Vito Mancuso. Etica e coscienza collettiva, per giorni sempre più difficili
Tempo di lettura: 2 minuti. L’etica. Senza dubbio, uno fra i temi più dibattuti al mondo: composto da contenuti controversi, ancora insoluti, ancestrali ma sempre modernissimi. L’etica poliglotta parla il
L’etica. Senza dubbio, uno fra i temi più dibattuti al mondo: composto da contenuti controversi, ancora insoluti, ancestrali ma sempre modernissimi. L’etica poliglotta parla il linguaggio della filosofia, della scienza, della politica, dell’educazione, dell’ecologia; è soggetto multiforme e allo stesso tempo amorfo, tra i più elementari e al contempo tra i più complessi; in evoluzione, in crescita e in perdita, in termini concettuali di senso e di valore.
Vito Mancuso dedica una serata speciale a questo tema, nell’appuntamento culturale del lunedì sera, al Teatro Carcano. Il filosofo teologo spiega l’etica nel suo spazio subalterno, alle dipendenze di una società stravolta, confusa, irretita, che permette lo scivolamento nell’oblio dei fondamentali principi umani connettivi. Ma quali sono queste basi che si sfaldano sotto i nostri piedi? Mancuso fa un passo indietro, recupera capitoli passati di una storia che ha visto quanto spessore abbia conferito la religio civilis nella saldatura della società, dell’umana convivenza. Che lo si voglia o no, la religione ha creato un punto comune: è stato l’espediente salvifico della civiltà, un trampolino solido per l’esperienza del vivere insieme, uniti, aggregati.

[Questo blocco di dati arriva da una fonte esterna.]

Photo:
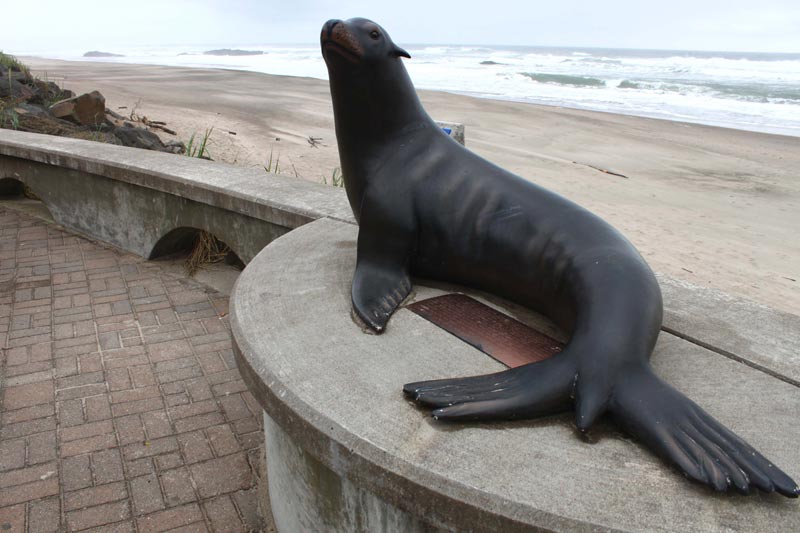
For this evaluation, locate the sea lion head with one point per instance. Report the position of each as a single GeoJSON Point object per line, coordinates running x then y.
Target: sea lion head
{"type": "Point", "coordinates": [357, 41]}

La religione però non cristallizza il focus della tematica. Può essere un punto di partenza – che Mancuso non ha paura di menzionare – da cui iniziare a cucire un tessuto resistente di cooperazione, coesione, condivisione. Ma non è solo una questione che appartiene alla religione. L’etica la trascende. Esistono imperativi che non detta solo la religione, né tantomeno la politica. Sono gli imperativi morali che costruiscono l’etica dei valori non soggetti a sanzioni, multe o a un giudizio ultimo di un banco celeste o di un tribunale terreno.
Se è vero che “Dio è morto”, come ci ricorda il buon Nietzsche, non temiamo più l’inferno, quello inteso al passaggio oltre questa vita. Ma c’è altro che spaventa. Si ha paura della crisi ecologica, della superpotenza tecnologica, delle migrazioni, della minaccia atomica, dell’intelligenza artificiale e dell’indebolimento della nostra capacità di attenzione. Sì, abbiamo di che aver paura. Altroché inferno. Forse conviene abitare il mondo seguendo un centro di gravità permanente, guardando tutti verso una medesima direzione, coltivando una sana coscienza comune.